Hi, everyone. Just got an observation hive last week - 8 frame by Bonterra Bees. For background, I'm on a farm in Half Moon Bay, CA (Zone 9B) a mile from the ocean. Temperate, lots of flowering plants & trees (flowering and fruit) through most of the season. My hive will be managed by a beekeeper who has many hives on our property, but he has never managed an observation hive before and I'm on that steep learning curve that most of you experienced years ago! To start my learning I am reading Frank Linton's Observation Hive Handbook in which he states (p.43) that an observation hive "will need to have feed available at all times," He says this without qualification, but does say they will eat different amounts at different times of the year. I am happy to do this, but why? What is the logic if the bees have easy access to varied forage for much of the year? I'm not questioning his claim - though some might and I am interested in the rebuttals - but trying to understand why he says that as a way to learn about what might be unique properties of observation hives. 

Any other reading suggestions or websites would be appreciated by this newbie to bees and to observation hives in particular.
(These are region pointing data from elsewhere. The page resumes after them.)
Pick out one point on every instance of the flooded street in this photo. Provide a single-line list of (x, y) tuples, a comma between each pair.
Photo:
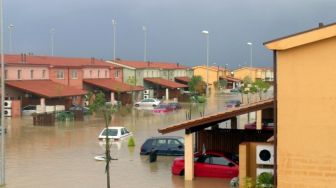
[(63, 155)]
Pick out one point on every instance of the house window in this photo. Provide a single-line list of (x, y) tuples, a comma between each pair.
[(60, 74), (31, 74), (116, 74), (43, 73), (74, 74), (19, 74)]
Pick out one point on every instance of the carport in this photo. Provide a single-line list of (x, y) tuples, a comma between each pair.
[(216, 138)]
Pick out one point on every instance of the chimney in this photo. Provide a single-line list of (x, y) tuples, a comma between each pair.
[(321, 24)]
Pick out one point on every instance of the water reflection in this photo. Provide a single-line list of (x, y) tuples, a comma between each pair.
[(63, 155)]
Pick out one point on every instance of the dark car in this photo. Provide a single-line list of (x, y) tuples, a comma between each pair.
[(164, 145), (175, 105), (232, 103)]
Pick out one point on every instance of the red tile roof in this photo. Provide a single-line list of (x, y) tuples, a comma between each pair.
[(56, 61), (183, 79), (45, 88), (158, 65), (165, 83), (113, 85)]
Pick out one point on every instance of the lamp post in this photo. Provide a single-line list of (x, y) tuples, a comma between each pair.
[(10, 28), (52, 33), (2, 154), (145, 42), (250, 44), (206, 33), (114, 23)]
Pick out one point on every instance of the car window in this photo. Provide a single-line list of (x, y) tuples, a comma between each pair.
[(203, 159), (218, 160), (173, 143), (110, 132)]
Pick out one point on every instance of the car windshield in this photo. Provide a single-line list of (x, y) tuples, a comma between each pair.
[(111, 132)]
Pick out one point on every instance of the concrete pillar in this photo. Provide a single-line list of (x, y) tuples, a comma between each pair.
[(112, 98), (188, 157), (258, 120), (42, 103), (167, 94)]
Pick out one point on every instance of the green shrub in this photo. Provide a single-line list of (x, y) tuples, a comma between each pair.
[(131, 142)]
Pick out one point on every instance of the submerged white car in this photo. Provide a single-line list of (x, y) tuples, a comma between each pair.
[(114, 133)]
Thanks.


----------



## brushwoodnursery (Feb 10, 2012)

As a general rule, if they're getting enough of the real thing, they will ignore the sugar syrup. Try starting them on some and see how it goes. If they don't use it, take it off. Watch how much nectar and honey they have stored up themselves. If it's getting low, consider feeding. (fresh syrup. don't leave it sitting for months)


----------



## wmlaven (Jul 6, 2017)

brushwoodnursery said:


> As a general rule, if they're getting enough of the real thing, they will ignore the sugar syrup. Try starting them on some and see how it goes. If they don't use it, take it off. Watch how much nectar and honey they have stored up themselves. If it's getting low, consider feeding. (fresh syrup. don't leave it sitting for months)


Thanks, brushwoodnursery. I'll follow your recommendation.


----------